Introduction to DBMS (Database Management System ) - CloudScope/DevOpsWithCloudScope GitHub Wiki

What is a DBMS?

A Database Management System (DBMS) is software that enables users to define, create, maintain, and control access to databases. It serves as an intermediary between users and the database, allowing for efficient data management, retrieval, and manipulation.

Types of DBMS

  1. Hierarchical DBMS: Data is organised in a tree-like structure. Each record has a single parent and can have multiple children. Example: IBM Information Management System (IMS).

  2. Network DBMS: Similar to hierarchical DBMS but allows more complex relationships with multiple parent-child relationships. Example: Integrated Data Store (IDS).

  3. Relational DBMS (RDBMS): Data is organised in tables (relations). Each table consists of rows and columns, and relationships are established through foreign keys.

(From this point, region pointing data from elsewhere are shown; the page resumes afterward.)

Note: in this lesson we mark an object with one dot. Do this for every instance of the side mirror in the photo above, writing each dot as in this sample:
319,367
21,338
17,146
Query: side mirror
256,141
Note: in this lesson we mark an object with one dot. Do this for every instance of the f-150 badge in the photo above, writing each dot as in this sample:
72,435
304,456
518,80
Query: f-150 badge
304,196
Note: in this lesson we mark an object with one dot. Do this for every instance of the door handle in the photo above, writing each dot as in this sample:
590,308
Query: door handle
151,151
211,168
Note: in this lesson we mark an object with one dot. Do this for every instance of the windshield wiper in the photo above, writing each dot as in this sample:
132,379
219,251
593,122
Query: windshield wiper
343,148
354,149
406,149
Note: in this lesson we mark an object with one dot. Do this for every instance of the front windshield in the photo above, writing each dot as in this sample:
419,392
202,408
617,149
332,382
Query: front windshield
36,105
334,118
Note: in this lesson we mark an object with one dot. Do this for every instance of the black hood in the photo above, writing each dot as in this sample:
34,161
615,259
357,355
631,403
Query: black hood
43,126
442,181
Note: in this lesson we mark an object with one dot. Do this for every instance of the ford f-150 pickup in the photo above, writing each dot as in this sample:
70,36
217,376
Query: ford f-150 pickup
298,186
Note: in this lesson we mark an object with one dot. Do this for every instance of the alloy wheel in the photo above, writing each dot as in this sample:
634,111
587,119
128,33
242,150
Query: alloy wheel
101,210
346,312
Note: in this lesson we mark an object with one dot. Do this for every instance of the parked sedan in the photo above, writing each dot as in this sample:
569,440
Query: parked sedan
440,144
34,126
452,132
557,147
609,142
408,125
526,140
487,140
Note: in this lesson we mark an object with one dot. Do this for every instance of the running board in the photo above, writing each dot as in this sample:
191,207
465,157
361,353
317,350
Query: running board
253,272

Example: MySQL, PostgreSQL, Oracle.

  4. Object-oriented DBMS: Data is represented in the form of objects, as used in object-oriented programming. Example: ObjectDB.

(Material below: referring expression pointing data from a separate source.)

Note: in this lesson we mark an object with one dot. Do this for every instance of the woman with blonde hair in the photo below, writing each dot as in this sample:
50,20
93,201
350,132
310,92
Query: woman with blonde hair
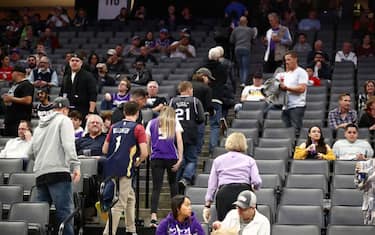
231,173
162,134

  5. NoSQL DBMS: Designed for large-scale data storage and retrieval. They support various data models (document, key-value, column-family, graph). Example: MongoDB, Cassandra.

Key Components of DBMS

  • DBMS Engine: The core service that handles data storage, retrieval, and management.
  • Database Schema: The structure that defines the organization of data.
  • Query Processor: Translates user queries into a form that the DBMS can process.
  • Data Model: Defines how data is stored and accessed (e.g., relational, hierarchical).
  • Database Access Language: Typically SQL (Structured Query Language) for relational databases.

Functions of DBMS

  1. Data Definition: Defines the structure of data (schemas).
  2. Data Manipulation: Allows users to insert, update, delete, and query data.
  3. Data Security: Manages user access and permissions to ensure data integrity and confidentiality.
  4. Data Integrity: Ensures accuracy and consistency of data through constraints and rules.
  5. Data Backup and Recovery: Provides mechanisms for data recovery in case of failures.

Advantages of DBMS

  • Data Abstraction: Simplifies data management for users.
  • Data Sharing: Allows multiple users to access and manipulate data concurrently.
  • Data Security: Offers robust security features to protect sensitive information.
  • Improved Data Consistency: Reduces redundancy and ensures data accuracy.
  • Easier Data Management: Provides tools for managing large amounts of data efficiently.

Disadvantages of DBMS

  • Complexity: Requires specialized knowledge for setup and management.
  • Cost: Licensing, hardware, and maintenance costs can be high.
  • Performance Overhead: Might introduce latency due to additional processing layers.

Use Cases

  • Enterprise Applications: ERP, CRM systems.
  • Web Applications: Online stores, content management systems.
  • Data Warehousing: Storing and analyzing large datasets for business intelligence.

Super Keys in RDBMS

A super key is a set of one or more attributes (columns) that, when taken collectively, can uniquely identify a record (row) in a relational database table. The concept of super keys is fundamental to understanding database normalization and integrity.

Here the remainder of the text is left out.